My Lords, I beg to move Amendment No. 158A. This is an amendment to the new section 36A(4) which relates to the methods of execution of documents in England and Wales. As it stands at present subsection (4) reads: A document signed by a director and the secretary of a company, or by two directors of a company". That would be the way of executing the document.

There was much discussion on the signing of documents in the earlier stages of this Bill before it went to the other place. I have been asked to put forward the amendment that after the second `company" —that is, as well as the director and secretary of a company or two directors of a company—a director and an authorised person should be accepted for the signing of certain documents.

I have been asked to present this amendment to your Lordships by the CBI which states that in certain large organisations it is desirable, due to the frequent unavailability of board members, to have authorised persons execute documents on behalf of the company. The CBI instructs me that such an amendment removes what would otherwise be an unnecessary fetter on the normal operation of business. I therefore ask the Government to accept this small amendment.

Moved, That Amendment No. 158A, as an amendment to Commons Amendment No. 158, be agreed to. —(Lord Lloyd of Kilgerran.)

Lord Mottistone

My Lords, I support this amendment for the reasons given by the noble Lord, Lord Lloyd of Kilgerran. I too am advised by the CBI. It appears to be plain common sense for a big company. I fail to understand why the amendment cannot easily be accepted.

Lord Fraser of Carmyllie

My Lords, I respond briefly to the noble Lord, Lord Lloyd of Kilgerran, and my noble friend Lord Mottistone. The proposal is that not only a director and secretary but also an authorised signatory should be able to execute documents in place of the two directors, director and secretary.

While I can immediately see the attraction of this alternative for a large company I have to say that it would create some problems. One difficulty is that while the directors and the secretary are defined officers of the company and can be verified by other parties, any authorised signatory could not be so verified. There would be particular difficulties for bodies such as the Land Registry which has to verify the validity of certain executed documents.

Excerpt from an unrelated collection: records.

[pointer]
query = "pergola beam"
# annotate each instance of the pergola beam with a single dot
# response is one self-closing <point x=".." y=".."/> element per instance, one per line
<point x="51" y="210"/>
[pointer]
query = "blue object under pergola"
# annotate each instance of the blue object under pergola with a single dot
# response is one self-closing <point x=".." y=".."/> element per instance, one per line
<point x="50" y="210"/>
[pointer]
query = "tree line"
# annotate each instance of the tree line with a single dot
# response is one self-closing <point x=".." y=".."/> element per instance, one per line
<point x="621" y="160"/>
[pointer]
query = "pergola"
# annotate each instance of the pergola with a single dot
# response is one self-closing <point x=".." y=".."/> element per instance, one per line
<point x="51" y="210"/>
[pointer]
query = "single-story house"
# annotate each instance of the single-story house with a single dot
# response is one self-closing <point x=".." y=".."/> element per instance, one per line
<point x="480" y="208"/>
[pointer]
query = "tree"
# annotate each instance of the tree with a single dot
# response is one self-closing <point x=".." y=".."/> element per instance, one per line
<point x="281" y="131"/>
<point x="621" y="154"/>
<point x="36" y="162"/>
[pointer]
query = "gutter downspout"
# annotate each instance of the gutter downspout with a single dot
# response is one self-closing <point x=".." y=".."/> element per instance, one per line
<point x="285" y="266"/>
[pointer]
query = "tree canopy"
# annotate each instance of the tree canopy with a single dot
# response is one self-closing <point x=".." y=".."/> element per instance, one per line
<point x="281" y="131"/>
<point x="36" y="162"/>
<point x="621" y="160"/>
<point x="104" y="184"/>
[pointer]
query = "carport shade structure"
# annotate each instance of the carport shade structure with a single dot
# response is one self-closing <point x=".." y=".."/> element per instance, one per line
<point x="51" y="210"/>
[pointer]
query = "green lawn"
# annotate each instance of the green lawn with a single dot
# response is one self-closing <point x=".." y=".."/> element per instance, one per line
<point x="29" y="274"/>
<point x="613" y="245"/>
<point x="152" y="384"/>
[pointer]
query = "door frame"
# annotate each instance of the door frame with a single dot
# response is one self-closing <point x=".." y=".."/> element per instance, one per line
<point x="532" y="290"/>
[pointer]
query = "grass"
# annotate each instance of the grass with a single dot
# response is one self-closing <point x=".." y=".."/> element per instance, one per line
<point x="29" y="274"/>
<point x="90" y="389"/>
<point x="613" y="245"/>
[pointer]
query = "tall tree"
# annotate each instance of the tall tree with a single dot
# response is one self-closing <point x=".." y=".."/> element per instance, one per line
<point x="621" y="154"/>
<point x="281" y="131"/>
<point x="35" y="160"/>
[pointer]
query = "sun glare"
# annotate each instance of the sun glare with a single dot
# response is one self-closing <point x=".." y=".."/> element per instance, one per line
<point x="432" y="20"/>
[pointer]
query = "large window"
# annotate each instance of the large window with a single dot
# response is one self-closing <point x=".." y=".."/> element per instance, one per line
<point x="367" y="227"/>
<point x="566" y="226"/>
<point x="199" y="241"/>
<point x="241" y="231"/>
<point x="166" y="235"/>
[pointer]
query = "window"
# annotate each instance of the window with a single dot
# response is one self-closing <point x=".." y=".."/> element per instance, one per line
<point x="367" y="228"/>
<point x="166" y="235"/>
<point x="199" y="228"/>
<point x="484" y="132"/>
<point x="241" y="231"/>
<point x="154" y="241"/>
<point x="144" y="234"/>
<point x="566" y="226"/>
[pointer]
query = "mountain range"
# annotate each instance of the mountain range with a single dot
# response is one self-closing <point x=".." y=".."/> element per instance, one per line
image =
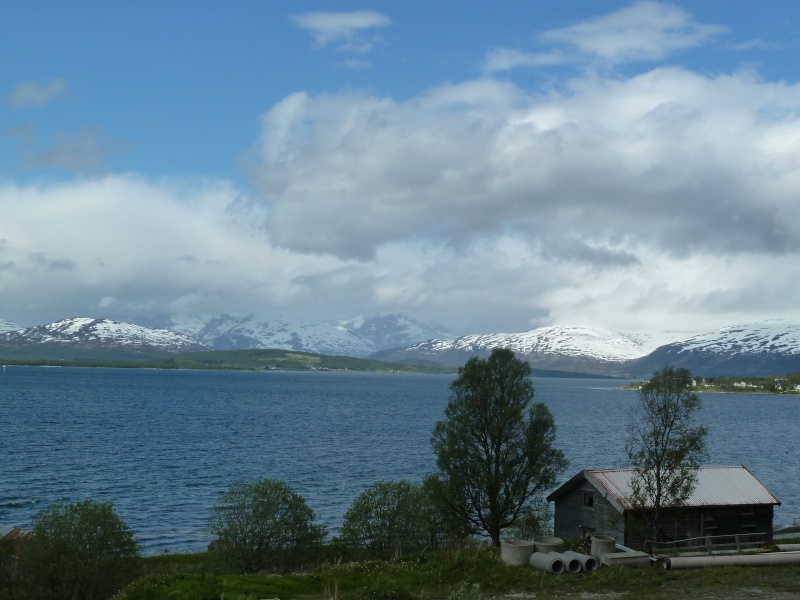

The amendments the Commons have made will give companies the greater flexibility that they have sought and indeed need. With that brief explanation to the two noble Lords I hope they will appreciate that the question of verification is such that I could not agree to the amendment.

Lord Lloyd of Kilgerran

My Lords, I am obliged to the noble and learned Lord for his. explanation. I beg leave to withdraw the amendment.

Amendment No. 158A, as an amendment to Amendment No. 158, by leave, withdrawn.

On Question, Amendment No. 158 agreed to.